Now that Henry was nearly three, he was finally weaned. I had taken to breastfeeding with less-than-total enthusiasm, unable to shake an unpleasant bovine sensation. Everybody breastfed, though. It was better for babies, and people who didn’t want to do it were regarded with politely masked disdain. It was not even enough just to do it. You were supposed to love it. Most mothers—like Zadie, for example—waxed poetic about the bonding, the sweetness, the comfort of holding a milk-scented lump of warmth, the flood of endorphins when a baby locked its little gaze on theirs. I mainly felt a raging impatience as I was trapped in a chair, and frustration with Henry, who cried so much he would intermittently stop drinking in order to look up and holler at me. I knew better than to bring this up with Zadie, though. Every time Zadie held a baby, her own or not, she began to emit authentic waves of maternal warmth and love.

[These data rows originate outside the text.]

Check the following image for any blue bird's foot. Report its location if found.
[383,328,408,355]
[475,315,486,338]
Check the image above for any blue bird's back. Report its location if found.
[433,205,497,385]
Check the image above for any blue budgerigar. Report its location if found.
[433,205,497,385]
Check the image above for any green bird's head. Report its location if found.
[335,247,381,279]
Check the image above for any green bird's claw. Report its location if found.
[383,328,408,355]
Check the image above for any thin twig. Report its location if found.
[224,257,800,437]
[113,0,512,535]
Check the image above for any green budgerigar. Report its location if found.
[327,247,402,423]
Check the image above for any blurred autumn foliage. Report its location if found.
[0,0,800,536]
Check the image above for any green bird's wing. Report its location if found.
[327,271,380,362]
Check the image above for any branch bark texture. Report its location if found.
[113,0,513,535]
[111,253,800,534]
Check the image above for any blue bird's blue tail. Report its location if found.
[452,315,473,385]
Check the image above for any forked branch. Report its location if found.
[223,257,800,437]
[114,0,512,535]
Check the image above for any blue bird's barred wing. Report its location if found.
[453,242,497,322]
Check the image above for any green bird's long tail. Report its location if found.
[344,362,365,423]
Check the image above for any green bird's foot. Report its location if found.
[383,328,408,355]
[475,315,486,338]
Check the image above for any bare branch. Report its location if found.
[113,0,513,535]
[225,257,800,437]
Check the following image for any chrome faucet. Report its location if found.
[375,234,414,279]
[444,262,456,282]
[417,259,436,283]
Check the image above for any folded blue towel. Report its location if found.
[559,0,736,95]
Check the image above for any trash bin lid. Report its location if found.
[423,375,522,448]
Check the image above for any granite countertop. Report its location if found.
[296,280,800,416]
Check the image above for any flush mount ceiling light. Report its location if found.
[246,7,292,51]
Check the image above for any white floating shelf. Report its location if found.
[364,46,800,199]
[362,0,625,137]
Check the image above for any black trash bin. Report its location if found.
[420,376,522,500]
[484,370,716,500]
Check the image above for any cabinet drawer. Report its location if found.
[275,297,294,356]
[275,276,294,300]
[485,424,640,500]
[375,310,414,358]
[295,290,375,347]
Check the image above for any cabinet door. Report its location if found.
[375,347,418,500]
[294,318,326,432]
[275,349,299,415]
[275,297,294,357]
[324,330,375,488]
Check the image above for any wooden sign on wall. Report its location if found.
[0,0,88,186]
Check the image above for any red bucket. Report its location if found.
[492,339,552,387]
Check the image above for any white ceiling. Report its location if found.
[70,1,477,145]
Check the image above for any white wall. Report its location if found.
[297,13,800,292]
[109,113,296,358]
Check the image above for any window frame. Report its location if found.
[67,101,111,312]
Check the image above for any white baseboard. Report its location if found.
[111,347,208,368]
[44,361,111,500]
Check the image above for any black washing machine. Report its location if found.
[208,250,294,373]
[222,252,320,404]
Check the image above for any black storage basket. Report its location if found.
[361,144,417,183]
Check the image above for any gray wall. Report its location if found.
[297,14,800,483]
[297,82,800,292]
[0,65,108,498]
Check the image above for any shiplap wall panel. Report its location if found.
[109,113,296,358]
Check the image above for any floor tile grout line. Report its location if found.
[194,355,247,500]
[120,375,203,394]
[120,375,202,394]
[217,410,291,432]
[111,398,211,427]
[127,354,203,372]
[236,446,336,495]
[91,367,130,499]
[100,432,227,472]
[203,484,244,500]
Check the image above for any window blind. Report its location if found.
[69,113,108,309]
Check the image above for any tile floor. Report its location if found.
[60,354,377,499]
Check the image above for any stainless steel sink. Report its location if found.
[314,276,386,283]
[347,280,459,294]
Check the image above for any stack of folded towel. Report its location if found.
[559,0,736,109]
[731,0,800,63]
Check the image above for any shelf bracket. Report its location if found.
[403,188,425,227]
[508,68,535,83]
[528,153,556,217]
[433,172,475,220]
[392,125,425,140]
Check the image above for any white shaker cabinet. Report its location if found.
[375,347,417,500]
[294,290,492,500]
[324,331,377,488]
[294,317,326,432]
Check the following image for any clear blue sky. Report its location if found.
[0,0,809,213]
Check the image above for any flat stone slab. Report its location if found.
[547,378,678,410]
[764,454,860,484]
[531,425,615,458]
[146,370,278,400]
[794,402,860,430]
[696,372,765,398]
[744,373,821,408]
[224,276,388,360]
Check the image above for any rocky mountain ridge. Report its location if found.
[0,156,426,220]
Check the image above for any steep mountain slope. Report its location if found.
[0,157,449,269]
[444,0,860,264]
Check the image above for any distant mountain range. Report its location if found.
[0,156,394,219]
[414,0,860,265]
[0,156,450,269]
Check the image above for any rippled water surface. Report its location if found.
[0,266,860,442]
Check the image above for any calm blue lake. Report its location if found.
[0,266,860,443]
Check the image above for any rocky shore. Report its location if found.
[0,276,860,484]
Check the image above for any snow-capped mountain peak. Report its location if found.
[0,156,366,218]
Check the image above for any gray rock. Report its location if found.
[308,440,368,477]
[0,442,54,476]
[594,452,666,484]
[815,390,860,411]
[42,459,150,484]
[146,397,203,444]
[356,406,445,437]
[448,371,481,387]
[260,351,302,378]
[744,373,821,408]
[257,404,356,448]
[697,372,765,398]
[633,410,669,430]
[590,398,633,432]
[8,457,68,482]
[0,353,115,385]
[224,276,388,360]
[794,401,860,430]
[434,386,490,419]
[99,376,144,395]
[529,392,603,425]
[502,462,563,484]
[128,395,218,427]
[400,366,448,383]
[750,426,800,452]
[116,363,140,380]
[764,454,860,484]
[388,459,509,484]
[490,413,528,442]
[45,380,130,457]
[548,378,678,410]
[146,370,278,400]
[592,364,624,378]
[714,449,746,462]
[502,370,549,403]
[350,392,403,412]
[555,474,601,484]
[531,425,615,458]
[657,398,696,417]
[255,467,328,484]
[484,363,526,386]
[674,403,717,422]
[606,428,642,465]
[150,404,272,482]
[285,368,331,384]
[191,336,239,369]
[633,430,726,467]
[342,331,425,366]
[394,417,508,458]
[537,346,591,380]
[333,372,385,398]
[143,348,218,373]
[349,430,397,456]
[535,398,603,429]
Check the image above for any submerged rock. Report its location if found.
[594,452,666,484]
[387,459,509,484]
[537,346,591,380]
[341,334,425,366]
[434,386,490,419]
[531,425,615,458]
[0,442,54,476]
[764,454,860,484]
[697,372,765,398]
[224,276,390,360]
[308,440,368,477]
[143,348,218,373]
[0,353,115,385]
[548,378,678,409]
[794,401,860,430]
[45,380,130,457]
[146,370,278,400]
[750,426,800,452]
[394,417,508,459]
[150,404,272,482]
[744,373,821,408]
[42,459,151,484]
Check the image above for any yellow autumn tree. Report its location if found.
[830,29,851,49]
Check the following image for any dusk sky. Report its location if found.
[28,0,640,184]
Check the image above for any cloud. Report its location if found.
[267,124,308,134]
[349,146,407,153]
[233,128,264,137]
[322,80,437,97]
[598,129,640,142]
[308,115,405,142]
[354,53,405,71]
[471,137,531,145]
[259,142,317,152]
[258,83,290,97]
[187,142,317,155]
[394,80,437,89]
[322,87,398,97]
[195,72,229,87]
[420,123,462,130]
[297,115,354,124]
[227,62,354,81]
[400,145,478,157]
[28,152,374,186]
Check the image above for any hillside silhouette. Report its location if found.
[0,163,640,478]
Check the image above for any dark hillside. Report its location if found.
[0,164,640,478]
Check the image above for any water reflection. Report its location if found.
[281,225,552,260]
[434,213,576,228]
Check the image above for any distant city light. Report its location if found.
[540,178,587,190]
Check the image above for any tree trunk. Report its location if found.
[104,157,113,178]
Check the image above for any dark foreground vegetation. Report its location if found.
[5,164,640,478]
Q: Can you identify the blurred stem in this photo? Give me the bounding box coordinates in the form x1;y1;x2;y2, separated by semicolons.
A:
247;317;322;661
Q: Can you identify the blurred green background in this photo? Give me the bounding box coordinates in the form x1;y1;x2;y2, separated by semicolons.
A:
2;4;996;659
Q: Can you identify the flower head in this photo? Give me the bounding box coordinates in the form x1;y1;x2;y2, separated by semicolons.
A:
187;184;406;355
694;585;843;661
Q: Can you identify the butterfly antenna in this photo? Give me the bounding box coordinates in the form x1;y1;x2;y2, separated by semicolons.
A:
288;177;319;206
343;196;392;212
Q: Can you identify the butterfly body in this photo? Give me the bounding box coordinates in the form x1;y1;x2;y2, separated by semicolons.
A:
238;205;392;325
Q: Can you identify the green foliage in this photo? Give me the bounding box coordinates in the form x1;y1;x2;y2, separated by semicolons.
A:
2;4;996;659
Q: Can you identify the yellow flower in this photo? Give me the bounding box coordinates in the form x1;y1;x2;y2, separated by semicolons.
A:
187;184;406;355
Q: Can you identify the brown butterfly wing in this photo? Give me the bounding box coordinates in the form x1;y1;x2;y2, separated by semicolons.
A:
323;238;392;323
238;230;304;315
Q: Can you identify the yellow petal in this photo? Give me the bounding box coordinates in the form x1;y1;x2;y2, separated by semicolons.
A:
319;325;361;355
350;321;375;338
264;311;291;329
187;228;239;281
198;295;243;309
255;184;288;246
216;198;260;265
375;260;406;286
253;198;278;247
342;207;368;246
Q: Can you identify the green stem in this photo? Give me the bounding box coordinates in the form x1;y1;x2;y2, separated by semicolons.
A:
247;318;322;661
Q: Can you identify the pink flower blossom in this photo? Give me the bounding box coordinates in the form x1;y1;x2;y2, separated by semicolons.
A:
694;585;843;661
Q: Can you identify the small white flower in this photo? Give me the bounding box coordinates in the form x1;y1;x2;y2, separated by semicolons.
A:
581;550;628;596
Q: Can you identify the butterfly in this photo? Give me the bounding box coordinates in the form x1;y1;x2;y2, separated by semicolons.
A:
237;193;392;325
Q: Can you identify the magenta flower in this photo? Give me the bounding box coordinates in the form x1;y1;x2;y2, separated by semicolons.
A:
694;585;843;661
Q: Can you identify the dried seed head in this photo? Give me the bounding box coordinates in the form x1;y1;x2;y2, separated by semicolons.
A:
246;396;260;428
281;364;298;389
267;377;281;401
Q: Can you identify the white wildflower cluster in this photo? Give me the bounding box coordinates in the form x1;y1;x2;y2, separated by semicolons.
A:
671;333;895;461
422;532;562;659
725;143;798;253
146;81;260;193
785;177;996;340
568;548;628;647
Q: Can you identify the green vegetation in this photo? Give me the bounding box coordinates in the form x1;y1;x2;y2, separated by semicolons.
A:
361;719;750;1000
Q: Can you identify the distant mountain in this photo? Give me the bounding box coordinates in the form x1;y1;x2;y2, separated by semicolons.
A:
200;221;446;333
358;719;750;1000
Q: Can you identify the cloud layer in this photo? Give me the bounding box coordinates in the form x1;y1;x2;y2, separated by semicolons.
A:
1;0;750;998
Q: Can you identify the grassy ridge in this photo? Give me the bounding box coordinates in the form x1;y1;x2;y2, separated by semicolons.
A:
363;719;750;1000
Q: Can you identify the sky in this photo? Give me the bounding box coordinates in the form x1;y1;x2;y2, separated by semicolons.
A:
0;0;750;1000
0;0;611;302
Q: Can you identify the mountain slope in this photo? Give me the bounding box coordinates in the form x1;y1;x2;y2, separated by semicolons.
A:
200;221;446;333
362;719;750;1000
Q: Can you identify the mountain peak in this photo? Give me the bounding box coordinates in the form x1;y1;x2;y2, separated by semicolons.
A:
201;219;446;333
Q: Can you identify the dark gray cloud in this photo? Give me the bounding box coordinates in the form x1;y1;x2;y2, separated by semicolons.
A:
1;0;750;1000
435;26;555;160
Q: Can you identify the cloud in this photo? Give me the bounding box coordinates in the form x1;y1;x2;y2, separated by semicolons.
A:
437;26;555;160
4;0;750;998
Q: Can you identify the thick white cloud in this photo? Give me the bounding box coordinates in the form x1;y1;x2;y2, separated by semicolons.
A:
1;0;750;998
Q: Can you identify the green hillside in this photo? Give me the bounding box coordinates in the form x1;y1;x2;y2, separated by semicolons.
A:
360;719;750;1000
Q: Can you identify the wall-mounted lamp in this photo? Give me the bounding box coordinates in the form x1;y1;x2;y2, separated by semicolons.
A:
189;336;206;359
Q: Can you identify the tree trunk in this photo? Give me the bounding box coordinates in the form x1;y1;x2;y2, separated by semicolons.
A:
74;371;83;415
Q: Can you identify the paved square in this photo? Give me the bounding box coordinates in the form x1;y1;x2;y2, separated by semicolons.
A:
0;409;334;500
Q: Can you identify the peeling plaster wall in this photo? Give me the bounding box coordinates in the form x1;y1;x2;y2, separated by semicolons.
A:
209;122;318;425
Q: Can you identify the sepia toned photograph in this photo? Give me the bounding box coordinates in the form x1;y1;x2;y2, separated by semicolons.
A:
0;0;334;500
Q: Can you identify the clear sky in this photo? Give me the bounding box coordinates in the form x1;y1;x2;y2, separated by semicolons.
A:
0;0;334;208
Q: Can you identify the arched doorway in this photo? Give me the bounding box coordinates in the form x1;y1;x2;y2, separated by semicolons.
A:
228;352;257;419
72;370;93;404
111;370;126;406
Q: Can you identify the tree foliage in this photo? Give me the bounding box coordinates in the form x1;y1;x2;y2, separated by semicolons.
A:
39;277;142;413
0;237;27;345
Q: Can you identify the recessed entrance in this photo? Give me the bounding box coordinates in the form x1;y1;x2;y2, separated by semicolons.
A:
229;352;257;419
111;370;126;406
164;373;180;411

But I kept on breastfeeding at night, even after I went back to work, because at least that way we all got a little sleep. On the nights I was at the hospital, Wyatt had to resort to pacifiers and bottles, which Henry would tolerate only in my absence.
He was finally cut off now, though. That was a tremendous ordeal, but nothing compared to our attempts to get him into his own bed. He systemically destroyed us every time we tried. It was genius, really. He’d even managed to ensure there was no sibling competition for his parents’ affection, since our sex life was decimated.
Thank goodness his personality improved. He was not very verbal, but he was clearly smart; he could efficiently disassemble any electronic device to its component parts in less than three minutes, and he had learned how to operate the complicated TV remote without instruction. And now that he’d escaped whatever demons had possessed his baby phase, he was fun. He adored Wyatt and erupted into helpless, snorty giggles whenever they played. With me, he was calmer; he loved burrowing into my lap and rubbing his soft little cheeks against me. And now I felt it: the helpless, searing wash of love for my baby that meant I’d do anything for him. I was relieved to finally have the sense that I must have been a normal mother.
I turned up the sidewalk in front of our huge house, surveying its gables and its beautiful old slate roof. Following a pebbled path along the side of the house, I arrived at the back door, calling “I’m back!” as I tucked my running shoes away in their cubby. From overhead a pattering sound struck my ears, which gave way to the steady thump of small feet on the stairs. Henry came into view, making the excited grunting sounds he always reserved for welcoming me home. I knelt down and opened my arms, and he careened into me, his solid little body wriggling with wordless joy.